In [1]:
from transformers import AutoTokenizer, AutoModelForCausalLM
import os
from openai import OpenAI

Please run the following command on the terminal to spin up a vLLM server, which we will query in the rest of the notebook.


```bash
vllm serve meta-llama/Meta-Llama-3.1-8B-Instruct --max_model_len 4096 --chat-template ./template_llama31.jinja
```

We might have to wait about 1 minute before the server is up and reachable.

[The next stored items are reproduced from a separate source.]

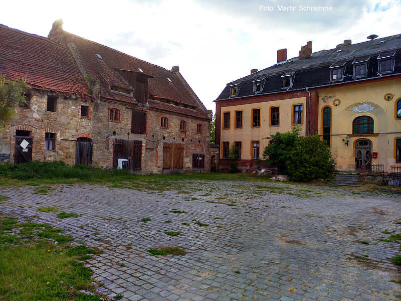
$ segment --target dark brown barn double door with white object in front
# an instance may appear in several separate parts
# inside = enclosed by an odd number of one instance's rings
[[[128,160],[128,171],[130,173],[141,173],[142,141],[114,139],[113,168],[117,168],[118,159]]]

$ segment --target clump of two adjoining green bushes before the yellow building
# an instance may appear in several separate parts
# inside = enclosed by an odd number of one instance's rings
[[[291,181],[310,182],[331,176],[331,152],[318,134],[300,136],[301,127],[293,126],[286,133],[275,133],[265,139],[272,143],[265,147],[263,158],[267,165],[276,165],[278,172]]]

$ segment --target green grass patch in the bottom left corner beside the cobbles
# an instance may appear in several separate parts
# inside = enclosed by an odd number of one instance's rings
[[[75,260],[99,251],[66,246],[72,238],[63,232],[47,224],[18,223],[17,218],[0,216],[1,300],[101,300],[79,291],[95,290],[90,284],[92,272]]]

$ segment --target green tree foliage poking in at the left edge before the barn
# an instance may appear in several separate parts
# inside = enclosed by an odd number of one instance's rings
[[[25,78],[6,80],[6,75],[0,75],[0,128],[13,119],[16,108],[24,105],[24,93],[30,88]]]

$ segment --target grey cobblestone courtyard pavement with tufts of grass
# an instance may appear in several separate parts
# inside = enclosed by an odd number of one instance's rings
[[[397,300],[401,293],[390,282],[400,276],[389,260],[399,244],[378,240],[389,236],[382,231],[400,233],[400,195],[263,181],[186,181],[163,192],[91,185],[56,185],[47,195],[34,190],[0,189],[10,197],[0,210],[68,229],[75,243],[102,249],[86,265],[109,297],[362,301]],[[59,219],[57,212],[37,211],[41,206],[82,216]],[[141,222],[146,217],[151,221]],[[187,254],[146,252],[165,245]]]

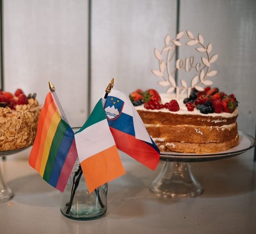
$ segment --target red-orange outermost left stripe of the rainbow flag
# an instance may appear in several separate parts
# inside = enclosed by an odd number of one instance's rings
[[[48,107],[52,102],[54,102],[52,98],[52,94],[48,92],[45,98],[45,104],[43,105],[40,111],[40,116],[39,116],[38,126],[37,126],[37,133],[36,133],[35,141],[29,156],[29,165],[31,165],[33,168],[35,168],[36,159],[38,157],[39,145],[41,142],[41,135],[42,135],[42,129],[43,129],[43,122],[45,121]]]

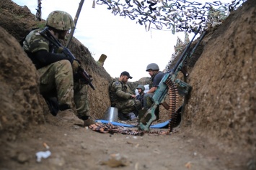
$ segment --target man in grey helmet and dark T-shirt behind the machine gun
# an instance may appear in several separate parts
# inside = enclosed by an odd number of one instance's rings
[[[164,72],[159,71],[158,65],[156,63],[151,63],[146,67],[146,72],[149,72],[149,75],[151,76],[152,80],[152,87],[149,89],[149,91],[144,95],[144,109],[148,110],[151,105],[154,103],[153,95],[156,89],[159,86],[159,83],[162,80],[162,77],[164,77]],[[159,107],[156,108],[155,111],[156,114],[156,120],[159,119]]]

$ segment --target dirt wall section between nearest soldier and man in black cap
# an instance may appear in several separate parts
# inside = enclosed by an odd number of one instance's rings
[[[94,118],[100,119],[110,107],[108,84],[112,79],[104,67],[97,65],[89,49],[84,47],[79,40],[73,38],[69,49],[82,62],[84,70],[92,75],[92,85],[94,85],[95,90],[92,90],[89,85],[87,86],[89,112]]]

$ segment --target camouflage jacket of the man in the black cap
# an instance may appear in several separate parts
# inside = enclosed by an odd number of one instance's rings
[[[120,100],[128,100],[131,98],[131,93],[128,93],[125,83],[120,82],[118,78],[115,78],[109,85],[110,101],[111,103],[117,103]]]

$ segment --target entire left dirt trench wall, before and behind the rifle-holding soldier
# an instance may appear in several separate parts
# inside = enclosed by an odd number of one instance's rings
[[[3,108],[0,115],[0,131],[15,129],[12,131],[15,134],[22,130],[21,127],[25,128],[31,123],[43,123],[43,114],[48,112],[48,107],[38,92],[35,66],[18,43],[30,32],[30,29],[43,27],[45,21],[36,22],[35,15],[31,14],[27,6],[18,6],[11,0],[0,1],[0,21],[2,27],[0,47],[3,49],[0,52],[3,58],[0,69],[0,94],[4,96],[1,98],[4,103],[0,103]],[[90,113],[94,118],[102,118],[107,107],[110,106],[107,85],[111,77],[104,67],[97,65],[89,49],[75,37],[69,49],[77,59],[81,60],[84,69],[93,77],[95,90],[88,86]]]

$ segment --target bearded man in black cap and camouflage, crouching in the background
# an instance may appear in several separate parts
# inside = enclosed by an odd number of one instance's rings
[[[125,83],[129,78],[133,78],[129,72],[122,72],[109,86],[111,106],[118,108],[118,117],[122,121],[127,121],[127,118],[133,121],[136,118],[134,112],[141,109],[141,102],[135,99],[136,95],[128,93]]]

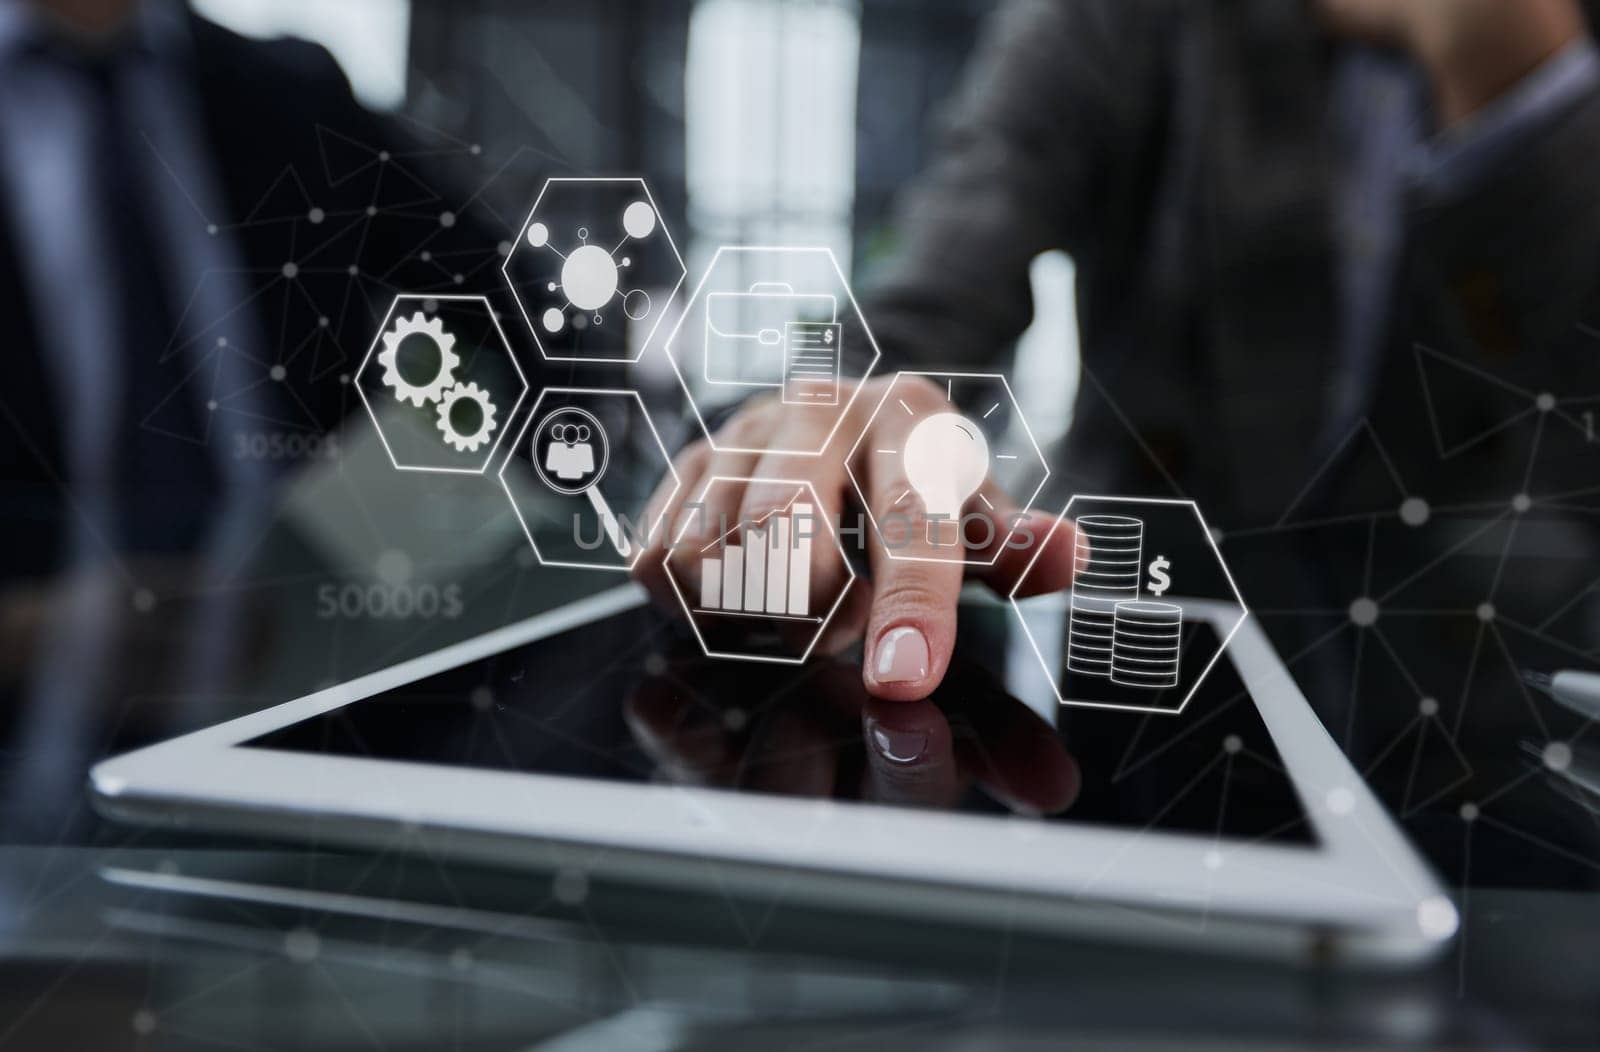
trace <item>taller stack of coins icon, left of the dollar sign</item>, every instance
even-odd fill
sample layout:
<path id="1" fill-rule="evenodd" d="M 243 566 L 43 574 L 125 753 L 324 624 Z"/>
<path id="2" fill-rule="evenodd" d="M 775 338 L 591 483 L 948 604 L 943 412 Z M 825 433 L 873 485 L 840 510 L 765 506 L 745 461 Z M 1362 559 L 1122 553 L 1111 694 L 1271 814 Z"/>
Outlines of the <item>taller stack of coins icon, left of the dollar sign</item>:
<path id="1" fill-rule="evenodd" d="M 1144 523 L 1123 515 L 1085 515 L 1077 528 L 1067 668 L 1110 676 L 1117 604 L 1139 598 Z"/>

### Using OpenAI Completions API with vLLM

In [2]:
!curl http://localhost:8000/v1/completions -H "Content-Type: application/json" -d '{     "model": "meta-llama/Meta-Llama-3.1-8B-Instruct",   "prompt": "San Francisco is a",   "max_tokens": 7,  "temperature": 0 }'

{"id":"cmpl-c6ab3ebe1b50409fbde408d32c884899","object":"text_completion","created":1725109226,"model":"meta-llama/Meta-Llama-3.1-8B-Instruct","choices":[{"index":0,"text":" top tourist destination, and for good","logprobs":null,"finish_reason":"length","stop_reason":null,"prompt_logprobs":null}],"usage":{"prompt_tokens":5,"total_tokens":12,"completion_tokens":7}}

In [3]:
# Modify OpenAI's API key and API base to use vLLM's API server.
openai_api_key = "EMPTY"
openai_api_base = "http://localhost:8000/v1"

In [4]:
client = OpenAI(
    api_key=openai_api_key,
    base_url=openai_api_base,
)

In [5]:
completion = client.completions.create(
    model="meta-llama/Meta-Llama-3.1-8B-Instruct",
    prompt="San Francisco is a",
    temperature=0,
    max_tokens=7,
)
print("Completion result:", completion.choices[0].text);

Completion result:  top tourist destination, and for good


### Using OpenAI Chat API with vLLM

In [6]:
chat_response = client.chat.completions.create(
    model="meta-llama/Meta-Llama-3.1-8B-Instruct",
    messages=[
        {"role": "system", "content": "You are a helpful assistant."},
        {"role": "user", "content": "What is the result of 2 + 2?"},
    ],
    temperature=0,
)
print("Chat response:", chat_response.choices[0].message.content);

Chat response: The result of 2 + 2 is 4.